Mix the string beans with the olive oil, salt and a little pepper.
Spread them out flat onto two cookie sheets. Roast 12-13 minutes, until they are slightly brown.
Mix with almonds.

DOROTHY'S SWEET POTATO CASSEROLE
Ingredients for Filling:
2 cups (one large can) of sweet potatoes
3/4 cup sugar
2 eggs, beaten
1/2 cup milk (I used skim)
3/4 stick butter, melted
1/2 teaspoon nutmeg
1/2 teaspoons cinnamon

Ingredients for Topping:
1/3 cup brown sugar
3/4 stick melted butter
3/4 cup mashed graham crackers

Set oven for 400 degrees.
Mash sweet potatoes in food processor. Mix together sweet potatoes, butter, milk, sugar, nutmeg, cinnamon. Grease a casserole dish and pour in filling. Cook for twenty minutes.

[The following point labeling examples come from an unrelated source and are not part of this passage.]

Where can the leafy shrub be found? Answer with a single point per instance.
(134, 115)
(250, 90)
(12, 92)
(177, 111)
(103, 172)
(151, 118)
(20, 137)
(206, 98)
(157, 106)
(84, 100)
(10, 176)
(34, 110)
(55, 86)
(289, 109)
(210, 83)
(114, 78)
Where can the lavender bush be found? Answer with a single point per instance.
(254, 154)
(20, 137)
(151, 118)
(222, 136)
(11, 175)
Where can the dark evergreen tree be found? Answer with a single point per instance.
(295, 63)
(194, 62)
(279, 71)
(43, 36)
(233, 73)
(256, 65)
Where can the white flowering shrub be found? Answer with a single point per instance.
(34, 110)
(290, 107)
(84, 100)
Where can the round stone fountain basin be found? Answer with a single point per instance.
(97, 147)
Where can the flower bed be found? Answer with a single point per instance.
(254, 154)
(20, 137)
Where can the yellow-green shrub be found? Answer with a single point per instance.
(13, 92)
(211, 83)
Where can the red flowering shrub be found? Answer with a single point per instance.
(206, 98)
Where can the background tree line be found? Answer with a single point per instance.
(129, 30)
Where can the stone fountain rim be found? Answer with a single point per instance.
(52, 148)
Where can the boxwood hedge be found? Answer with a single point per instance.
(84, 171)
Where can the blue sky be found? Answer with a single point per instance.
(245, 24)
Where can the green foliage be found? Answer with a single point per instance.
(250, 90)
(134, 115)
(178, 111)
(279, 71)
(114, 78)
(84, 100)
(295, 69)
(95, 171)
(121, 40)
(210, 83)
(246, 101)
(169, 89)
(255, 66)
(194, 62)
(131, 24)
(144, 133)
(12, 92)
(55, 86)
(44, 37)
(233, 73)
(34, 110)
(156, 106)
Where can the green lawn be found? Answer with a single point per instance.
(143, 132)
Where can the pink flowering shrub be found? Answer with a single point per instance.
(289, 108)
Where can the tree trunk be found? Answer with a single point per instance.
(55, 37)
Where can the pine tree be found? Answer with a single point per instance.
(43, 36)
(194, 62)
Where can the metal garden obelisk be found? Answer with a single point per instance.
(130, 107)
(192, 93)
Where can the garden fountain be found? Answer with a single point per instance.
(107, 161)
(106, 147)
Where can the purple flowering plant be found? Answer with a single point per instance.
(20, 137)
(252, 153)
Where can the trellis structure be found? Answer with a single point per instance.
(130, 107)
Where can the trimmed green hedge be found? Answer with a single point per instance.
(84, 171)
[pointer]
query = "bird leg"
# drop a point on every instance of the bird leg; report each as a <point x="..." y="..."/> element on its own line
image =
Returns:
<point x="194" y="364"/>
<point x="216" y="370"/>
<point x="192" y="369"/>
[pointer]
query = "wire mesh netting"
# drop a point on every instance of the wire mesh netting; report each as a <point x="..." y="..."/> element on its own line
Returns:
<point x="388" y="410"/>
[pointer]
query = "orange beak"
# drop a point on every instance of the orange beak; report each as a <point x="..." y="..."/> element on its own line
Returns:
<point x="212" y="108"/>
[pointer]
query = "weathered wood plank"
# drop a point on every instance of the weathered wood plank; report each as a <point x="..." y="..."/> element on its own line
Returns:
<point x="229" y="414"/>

While casserole is cooking, make the topping. (If you don't want to use graham crackers, just mix the brown sugar with the butter and pour it on top of the casserole). Mix the graham crackers with butter and brown sugar, take casserole out of the oven and cook for 10 more minutes.

STUFFING
My mother has celiac so I don't spend a lot of time making stuffing. I buy a bag of Whole Food's "365" cranberry and chicken flavor stuffing mix. It's delicious and takes all of 5 minutes.